We are given: .$\displaystyle y \;=\;\cos\theta + \sin\theta$

Divide by $\displaystyle \sqrt{2}\!:\;\;\frac{1}{\sqrt{2}}\,y \;=\;\frac{1}{\sqrt{2}}\,\cos\theta + \frac{1}{\sqrt{2}}\,\sin\theta$ .[1]

. . We know that: .$\displaystyle \cos\frac{\pi}{4} = \frac{1}{\sqrt{2}},\;\; \sin\frac{\pi}{4} = \frac{1}{\sqrt{2}}$

Substitute into [1]: .$\displaystyle \frac{1}{\sqrt{2}}\,y \;=\;\cos\frac{\pi}{4}\cos\theta + \sin\frac{\pi}{4}\sin\theta$

And this becomes: .$\displaystyle \frac{1}{\sqrt{2}}\,y \;=\; \cos\left(\theta - \frac{\pi}{4}\right)$

Multiply by $\displaystyle \sqrt{2}:\;\;y \;=\;\sqrt{2}\cos\left(\theta - \frac{\pi}{4}\right)$

7. Hello Paymemoney
Originally Posted by Paymemoney
so from the formula: cos2A are you making arccos(x) = A?
OK. Let's see if we can make it easier.
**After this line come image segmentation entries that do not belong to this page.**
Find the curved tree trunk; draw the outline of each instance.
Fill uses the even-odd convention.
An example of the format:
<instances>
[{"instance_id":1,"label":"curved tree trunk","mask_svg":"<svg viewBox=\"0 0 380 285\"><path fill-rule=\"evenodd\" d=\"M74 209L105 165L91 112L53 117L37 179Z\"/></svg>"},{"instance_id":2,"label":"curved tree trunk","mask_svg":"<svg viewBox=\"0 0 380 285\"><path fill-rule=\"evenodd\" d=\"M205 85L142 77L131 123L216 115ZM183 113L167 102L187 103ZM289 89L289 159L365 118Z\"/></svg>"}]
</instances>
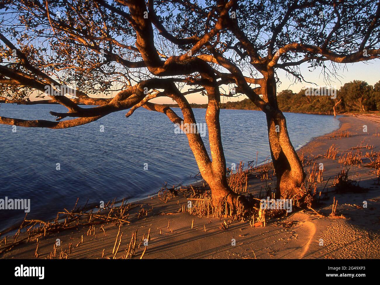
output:
<instances>
[{"instance_id":1,"label":"curved tree trunk","mask_svg":"<svg viewBox=\"0 0 380 285\"><path fill-rule=\"evenodd\" d=\"M262 86L261 91L264 100L273 109L266 113L266 120L271 155L277 178L276 196L287 198L297 193L306 175L289 138L285 117L279 109L274 73L266 75L266 84Z\"/></svg>"}]
</instances>

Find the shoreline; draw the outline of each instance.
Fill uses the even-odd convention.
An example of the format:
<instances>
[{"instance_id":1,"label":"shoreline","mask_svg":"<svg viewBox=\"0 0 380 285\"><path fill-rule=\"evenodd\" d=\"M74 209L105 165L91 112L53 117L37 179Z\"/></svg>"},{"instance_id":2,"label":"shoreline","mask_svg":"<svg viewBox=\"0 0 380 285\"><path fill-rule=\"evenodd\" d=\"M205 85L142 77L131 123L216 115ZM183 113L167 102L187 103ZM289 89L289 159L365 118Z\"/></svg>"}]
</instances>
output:
<instances>
[{"instance_id":1,"label":"shoreline","mask_svg":"<svg viewBox=\"0 0 380 285\"><path fill-rule=\"evenodd\" d=\"M231 109L231 110L234 110L234 109ZM249 110L249 111L251 111L251 110ZM340 123L339 123L339 124ZM339 128L339 126L337 127L338 128ZM313 137L311 138L308 141L303 142L302 146L299 147L298 146L295 146L295 148L296 149L296 150L298 151L299 149L301 148L302 147L304 147L307 144L310 143L310 141L312 141L313 139L314 139L316 137L318 137L317 136ZM266 163L268 163L268 161L271 161L271 160L270 159L270 153L269 152L269 149L268 149L268 156L267 156L267 157L269 157L269 159L266 159L264 160L263 160L262 161L261 161L260 162L258 162L257 163L258 166L264 164ZM265 157L265 156L264 156L264 157ZM252 156L252 158L255 158L254 154L253 154ZM246 164L247 162L248 161L244 161L244 163L246 163ZM237 163L237 164L238 164ZM182 179L182 181L184 181L185 180L187 180L187 181L190 181L189 182L185 182L185 183L184 183L184 184L183 185L184 186L188 186L192 184L196 183L197 182L197 181L192 182L192 180L195 180L195 179L193 179L194 178L192 177L191 175L190 175L190 177L188 177L188 175L187 175L185 173L183 174L183 175L182 176L182 177L185 177L184 178L184 179ZM197 180L198 180L199 178L197 178L196 179ZM181 183L177 183L174 184L174 185L179 185L181 184ZM138 195L136 197L131 197L131 196L127 196L123 197L122 196L121 196L121 195L120 196L118 195L117 196L116 196L116 197L118 198L117 201L119 202L121 201L124 199L125 200L128 200L128 202L130 203L138 203L139 202L139 201L143 200L146 199L148 198L150 196L151 196L157 194L157 193L160 191L160 188L161 186L162 186L163 185L163 183L162 182L161 183L157 183L156 185L156 187L152 187L149 188L149 189L155 189L155 190L152 190L152 191L147 193L146 194L142 193L141 195ZM172 185L172 184L171 184L171 185ZM126 194L127 195L128 195L128 193ZM122 197L119 198L119 197ZM63 208L63 207L65 207L66 208L71 208L71 207L75 203L76 200L75 198L76 198L75 196L73 196L73 200L72 200L72 203L73 203L72 204L70 204L70 205L67 204L65 205L63 205L62 207L62 208ZM112 199L113 199L114 198L114 197L112 197ZM83 199L81 200L80 200L79 201L79 204L82 204L82 203L84 203L85 202L86 202L87 199L87 197L86 197L85 199ZM86 208L90 210L91 208L93 208L93 207L89 207L90 205L92 205L92 206L96 206L97 205L98 205L98 202L91 203L90 203L89 205L87 205L87 207L86 207ZM54 220L54 219L55 218L55 213L49 213L49 214L48 215L44 215L43 213L39 213L38 215L33 216L33 218L35 219L41 219L44 221L51 221ZM9 232L12 230L14 231L17 230L18 229L18 227L19 226L19 225L22 222L22 219L23 219L23 218L24 218L23 216L22 217L20 217L19 219L16 222L14 223L13 223L13 224L10 224L8 226L7 226L6 228L2 229L2 231L0 232L7 233Z\"/></svg>"},{"instance_id":2,"label":"shoreline","mask_svg":"<svg viewBox=\"0 0 380 285\"><path fill-rule=\"evenodd\" d=\"M177 212L180 206L187 204L185 197L176 197L164 202L156 196L139 199L132 204L133 208L128 220L131 223L122 227L124 235L121 246L123 249L127 247L127 244L129 242L133 233L138 230L138 238L141 242L143 235L147 236L148 229L150 229L151 241L148 242L144 258L378 258L380 253L377 250L380 248L380 238L380 238L380 216L378 217L373 214L377 213L378 216L380 212L380 188L372 183L371 179L374 179L374 174L368 173L369 169L349 166L350 178L360 180L360 186L367 188L368 191L333 194L329 188L332 185L334 176L342 168L338 163L337 158L332 160L318 156L324 154L331 144L340 148L340 152L355 147L363 139L364 144L372 144L373 151L379 152L380 147L376 145L376 140L378 139L372 135L380 132L380 125L352 116L344 116L339 119L340 125L338 129L312 139L297 152L308 155L306 160L304 158L304 161L315 160L314 163L324 163L325 170L323 181L318 183L318 189L329 189L323 192L325 195L326 193L331 193L336 197L339 202L337 212L346 216L346 218L320 218L312 211L303 210L292 213L287 217L271 220L265 227L251 227L247 222L235 221L229 223L228 229L223 230L220 229L221 222L228 223L227 218L199 218L186 212ZM357 132L360 130L364 122L367 122L367 135ZM345 131L352 132L352 136L329 138L332 135ZM353 133L354 132L356 133ZM310 168L310 166L305 166L304 168ZM272 185L275 180L268 180L266 182ZM252 177L249 182L247 190L254 194L258 192L260 186L265 185L263 182ZM328 199L326 198L323 201L324 204L315 210L320 213L331 212L332 195L328 194ZM367 200L367 208L369 210L362 209L361 211L358 207L364 200ZM140 210L146 209L146 216L137 216L139 207ZM149 210L151 208L152 210ZM370 212L371 215L369 215ZM195 226L192 229L193 219ZM69 241L73 244L77 244L83 236L83 243L79 242L79 246L73 249L69 258L100 258L103 249L105 252L103 258L112 258L110 252L112 252L115 243L118 227L111 224L104 224L104 232L97 227L94 230L94 235L89 236L86 235L87 229L84 227L51 234L41 241L38 247L39 258L49 258L56 238L60 239L63 248L67 248ZM343 236L342 231L350 233ZM358 235L362 237L357 238ZM345 244L345 239L352 239L352 236L356 237L356 239L346 246L342 245L342 243ZM340 237L337 241L337 236ZM319 245L320 238L323 240L328 246ZM236 246L231 245L231 239L235 240ZM0 244L0 248L3 245ZM369 250L363 252L360 249L363 247ZM0 255L0 258L35 258L33 255L35 248L35 243L20 244ZM139 248L133 258L139 258L144 248L142 246ZM348 252L347 249L351 251ZM368 255L370 252L372 257ZM122 258L123 253L120 252L116 258Z\"/></svg>"}]
</instances>

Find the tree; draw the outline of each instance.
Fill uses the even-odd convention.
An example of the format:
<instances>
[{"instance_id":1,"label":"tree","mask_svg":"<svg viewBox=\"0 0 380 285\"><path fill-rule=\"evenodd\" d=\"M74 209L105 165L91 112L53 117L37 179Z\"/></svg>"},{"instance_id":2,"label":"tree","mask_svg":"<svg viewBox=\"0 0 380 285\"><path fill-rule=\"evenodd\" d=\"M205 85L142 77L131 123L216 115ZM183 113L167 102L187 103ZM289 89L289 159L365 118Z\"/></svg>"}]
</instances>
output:
<instances>
[{"instance_id":1,"label":"tree","mask_svg":"<svg viewBox=\"0 0 380 285\"><path fill-rule=\"evenodd\" d=\"M277 70L302 80L303 63L334 75L325 62L380 55L380 3L374 0L6 0L0 9L3 88L19 100L52 85L45 94L68 110L51 112L57 122L0 117L0 123L67 128L130 108L129 117L142 107L195 124L185 96L201 92L208 99L211 157L199 134L187 133L189 144L214 202L225 199L233 208L243 200L227 182L221 97L245 94L265 113L277 194L291 196L305 175L279 107ZM111 98L94 96L112 91L119 92ZM149 102L161 96L175 101L183 119ZM76 118L62 121L69 118Z\"/></svg>"},{"instance_id":2,"label":"tree","mask_svg":"<svg viewBox=\"0 0 380 285\"><path fill-rule=\"evenodd\" d=\"M354 80L345 83L340 88L339 94L344 98L348 111L366 112L375 108L373 89L365 81Z\"/></svg>"},{"instance_id":3,"label":"tree","mask_svg":"<svg viewBox=\"0 0 380 285\"><path fill-rule=\"evenodd\" d=\"M376 109L380 111L380 81L374 85L374 92L375 94L375 101L376 104Z\"/></svg>"}]
</instances>

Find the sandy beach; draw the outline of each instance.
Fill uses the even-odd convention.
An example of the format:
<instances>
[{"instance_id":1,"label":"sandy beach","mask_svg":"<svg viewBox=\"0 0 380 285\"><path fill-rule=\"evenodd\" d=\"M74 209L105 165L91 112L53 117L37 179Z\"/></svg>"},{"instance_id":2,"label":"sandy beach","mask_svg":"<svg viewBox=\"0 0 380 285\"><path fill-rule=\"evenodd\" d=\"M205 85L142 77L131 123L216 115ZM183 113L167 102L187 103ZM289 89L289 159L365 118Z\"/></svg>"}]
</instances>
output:
<instances>
[{"instance_id":1,"label":"sandy beach","mask_svg":"<svg viewBox=\"0 0 380 285\"><path fill-rule=\"evenodd\" d=\"M67 229L28 241L22 232L17 240L25 241L4 251L0 258L119 258L130 256L131 243L136 244L134 258L143 253L144 259L379 258L380 186L376 171L364 167L370 162L366 152L380 151L379 120L363 115L339 119L339 130L313 139L298 151L303 154L307 177L313 166L323 164L323 180L317 183L317 192L322 192L320 203L314 209L318 214L296 209L286 217L269 219L265 227L252 227L249 221L182 211L188 205L188 191L179 191L176 196L156 195L130 205L128 222L120 227L111 222L76 227L68 224ZM364 125L367 132L363 131ZM332 145L337 150L335 159L325 155ZM342 154L356 151L362 153L362 163L339 163ZM348 179L358 182L363 191L335 191L334 177L343 169L349 169ZM252 175L247 191L257 194L266 183L274 185L275 177L270 179L261 181ZM334 198L336 214L329 216ZM6 246L4 237L0 236L0 250ZM57 239L60 245L56 247ZM8 237L7 244L14 240Z\"/></svg>"}]
</instances>

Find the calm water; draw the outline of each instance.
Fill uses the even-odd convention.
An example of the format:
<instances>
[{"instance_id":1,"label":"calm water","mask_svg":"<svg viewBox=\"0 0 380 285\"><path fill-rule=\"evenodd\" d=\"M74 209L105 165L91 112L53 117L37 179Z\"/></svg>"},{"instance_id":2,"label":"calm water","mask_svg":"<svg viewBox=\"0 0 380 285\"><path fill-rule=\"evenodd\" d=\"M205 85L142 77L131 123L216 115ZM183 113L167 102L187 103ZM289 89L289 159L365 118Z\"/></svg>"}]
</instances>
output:
<instances>
[{"instance_id":1,"label":"calm water","mask_svg":"<svg viewBox=\"0 0 380 285\"><path fill-rule=\"evenodd\" d=\"M54 120L49 111L66 110L60 105L2 104L0 116ZM197 122L205 122L206 110L194 111ZM165 182L186 184L196 180L190 177L198 171L186 136L175 133L166 116L142 108L128 118L126 113L65 130L17 127L14 133L12 126L0 125L0 199L30 199L28 217L48 219L63 208L72 208L78 197L82 204L87 199L89 203L137 199L157 193ZM285 116L297 149L339 125L332 116ZM241 160L246 165L256 159L256 151L259 163L269 155L262 112L223 110L220 121L228 166ZM203 138L207 146L207 136ZM57 163L60 170L56 170ZM0 210L0 230L24 215L23 210Z\"/></svg>"}]
</instances>

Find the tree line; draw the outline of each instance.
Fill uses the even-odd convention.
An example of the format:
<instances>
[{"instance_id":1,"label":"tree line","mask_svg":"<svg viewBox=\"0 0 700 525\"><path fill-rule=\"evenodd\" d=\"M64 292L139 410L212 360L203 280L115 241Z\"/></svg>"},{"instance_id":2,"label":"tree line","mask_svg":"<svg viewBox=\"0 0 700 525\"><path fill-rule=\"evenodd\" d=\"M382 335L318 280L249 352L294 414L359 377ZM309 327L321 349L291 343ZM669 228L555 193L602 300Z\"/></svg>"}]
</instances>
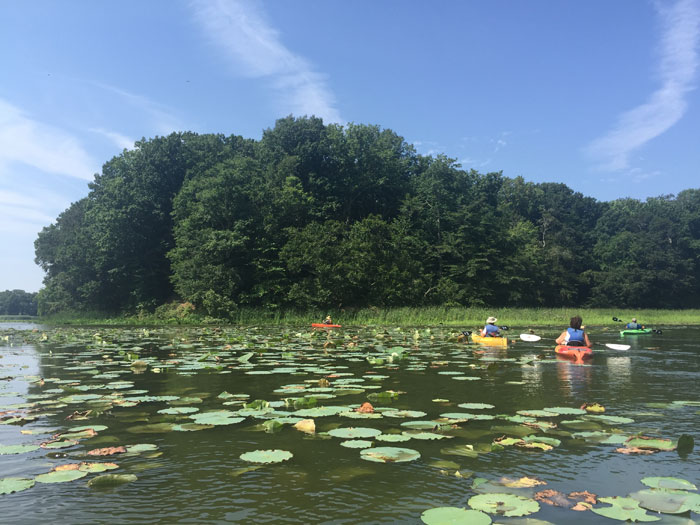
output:
<instances>
[{"instance_id":1,"label":"tree line","mask_svg":"<svg viewBox=\"0 0 700 525\"><path fill-rule=\"evenodd\" d=\"M0 315L36 315L37 294L24 290L0 292Z\"/></svg>"},{"instance_id":2,"label":"tree line","mask_svg":"<svg viewBox=\"0 0 700 525\"><path fill-rule=\"evenodd\" d=\"M287 117L104 164L35 241L42 314L242 306L697 307L700 190L601 202Z\"/></svg>"}]
</instances>

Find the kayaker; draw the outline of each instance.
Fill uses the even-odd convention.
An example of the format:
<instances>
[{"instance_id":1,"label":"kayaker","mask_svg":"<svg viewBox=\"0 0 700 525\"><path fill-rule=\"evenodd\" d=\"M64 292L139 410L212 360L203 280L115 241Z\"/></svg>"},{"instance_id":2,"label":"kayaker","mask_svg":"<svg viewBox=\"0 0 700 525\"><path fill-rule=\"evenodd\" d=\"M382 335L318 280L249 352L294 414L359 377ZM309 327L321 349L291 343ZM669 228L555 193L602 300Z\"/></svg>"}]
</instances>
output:
<instances>
[{"instance_id":1,"label":"kayaker","mask_svg":"<svg viewBox=\"0 0 700 525\"><path fill-rule=\"evenodd\" d=\"M481 337L499 337L501 335L496 326L496 321L498 321L498 319L495 317L486 319L486 326L481 330Z\"/></svg>"},{"instance_id":2,"label":"kayaker","mask_svg":"<svg viewBox=\"0 0 700 525\"><path fill-rule=\"evenodd\" d=\"M569 322L569 328L564 330L559 337L557 337L558 345L566 346L587 346L591 347L591 340L588 339L588 334L585 332L581 326L583 319L576 315L571 318Z\"/></svg>"},{"instance_id":3,"label":"kayaker","mask_svg":"<svg viewBox=\"0 0 700 525\"><path fill-rule=\"evenodd\" d=\"M633 318L632 318L632 322L627 323L627 327L626 327L626 328L628 328L629 330L641 330L642 328L644 328L644 325L639 324L639 323L637 322L637 318L636 318L636 317L633 317Z\"/></svg>"}]
</instances>

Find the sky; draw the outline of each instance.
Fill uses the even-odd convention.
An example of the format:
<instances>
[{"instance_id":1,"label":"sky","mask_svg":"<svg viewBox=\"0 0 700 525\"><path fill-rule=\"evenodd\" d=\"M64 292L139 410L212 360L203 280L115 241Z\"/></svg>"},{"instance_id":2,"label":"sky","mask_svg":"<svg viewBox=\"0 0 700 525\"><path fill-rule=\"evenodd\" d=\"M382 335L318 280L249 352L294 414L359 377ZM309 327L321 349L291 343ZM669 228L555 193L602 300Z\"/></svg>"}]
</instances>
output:
<instances>
[{"instance_id":1,"label":"sky","mask_svg":"<svg viewBox=\"0 0 700 525\"><path fill-rule=\"evenodd\" d=\"M599 200L700 187L700 0L0 0L0 290L103 163L288 115Z\"/></svg>"}]
</instances>

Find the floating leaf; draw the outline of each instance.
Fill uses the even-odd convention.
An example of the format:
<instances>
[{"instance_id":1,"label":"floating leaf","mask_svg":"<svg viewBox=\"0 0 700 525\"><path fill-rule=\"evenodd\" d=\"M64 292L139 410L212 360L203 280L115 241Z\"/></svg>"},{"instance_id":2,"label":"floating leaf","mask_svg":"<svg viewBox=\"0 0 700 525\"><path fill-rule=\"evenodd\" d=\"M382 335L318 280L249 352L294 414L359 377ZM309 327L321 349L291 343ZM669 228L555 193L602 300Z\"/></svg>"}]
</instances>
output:
<instances>
[{"instance_id":1,"label":"floating leaf","mask_svg":"<svg viewBox=\"0 0 700 525\"><path fill-rule=\"evenodd\" d=\"M427 525L489 525L491 518L478 510L459 507L436 507L421 514L420 519Z\"/></svg>"},{"instance_id":2,"label":"floating leaf","mask_svg":"<svg viewBox=\"0 0 700 525\"><path fill-rule=\"evenodd\" d=\"M473 509L501 516L527 516L540 510L534 499L505 493L477 494L468 503Z\"/></svg>"},{"instance_id":3,"label":"floating leaf","mask_svg":"<svg viewBox=\"0 0 700 525\"><path fill-rule=\"evenodd\" d=\"M104 474L97 476L88 481L88 487L91 488L106 488L116 487L125 483L131 483L138 478L134 474Z\"/></svg>"},{"instance_id":4,"label":"floating leaf","mask_svg":"<svg viewBox=\"0 0 700 525\"><path fill-rule=\"evenodd\" d=\"M293 454L287 450L254 450L244 452L239 457L251 463L281 463L292 458Z\"/></svg>"},{"instance_id":5,"label":"floating leaf","mask_svg":"<svg viewBox=\"0 0 700 525\"><path fill-rule=\"evenodd\" d=\"M54 470L46 474L39 474L34 479L39 483L64 483L74 481L87 476L87 472L80 470Z\"/></svg>"},{"instance_id":6,"label":"floating leaf","mask_svg":"<svg viewBox=\"0 0 700 525\"><path fill-rule=\"evenodd\" d=\"M637 500L615 496L612 498L600 498L602 503L609 503L610 507L592 507L596 514L620 521L659 521L661 518L651 516L639 506Z\"/></svg>"},{"instance_id":7,"label":"floating leaf","mask_svg":"<svg viewBox=\"0 0 700 525\"><path fill-rule=\"evenodd\" d=\"M12 494L22 492L34 486L33 479L26 478L2 478L0 479L0 494Z\"/></svg>"},{"instance_id":8,"label":"floating leaf","mask_svg":"<svg viewBox=\"0 0 700 525\"><path fill-rule=\"evenodd\" d=\"M377 463L400 463L414 461L420 457L420 452L410 448L377 447L367 448L360 452L360 457Z\"/></svg>"}]
</instances>

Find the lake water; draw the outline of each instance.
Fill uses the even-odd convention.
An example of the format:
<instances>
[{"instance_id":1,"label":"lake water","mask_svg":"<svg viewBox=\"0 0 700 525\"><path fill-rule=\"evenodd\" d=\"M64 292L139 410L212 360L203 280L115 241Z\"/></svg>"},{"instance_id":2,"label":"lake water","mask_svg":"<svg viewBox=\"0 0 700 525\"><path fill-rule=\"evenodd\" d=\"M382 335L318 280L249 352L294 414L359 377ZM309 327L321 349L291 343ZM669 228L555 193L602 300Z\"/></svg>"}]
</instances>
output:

I'll set it out slightly differently.

Let
$\displaystyle \arccos(x)=A$
Now $\displaystyle \arccos...$ means 'the angle whose cosine is ...'. So
$\displaystyle \arccos(x) = A$
means
the angle whose cosine is $\displaystyle x$ is $\displaystyle A$
In other words
$\displaystyle \cos A = x$, which I'll call equation (1)
Now the question asks us for
$\displaystyle \cos(2\arccos(x))$
In other words, for
$\displaystyle \cos2A$
So we use the well-known double angle formula
$\displaystyle \cos2A=2\cos^2A-1$
and then use equation (1) to replace $\displaystyle \cos A$ by $\displaystyle x$. So we get:
$\displaystyle \cos(2\arccos(x)) = \cos2A$
$\displaystyle =2\cos^2A -1$

$\displaystyle =2x^2-1$

OK now?
Originally Posted by Paymemoney
I though that cos(2arccos(x)) = 2x, why wouldn't this work?
I'm not sure why you should think this. This would mean that if you double an angle you double its cosine. So $\displaystyle \cos2A$ would equal $\displaystyle 2\cos A$. Which it doesn't, does it?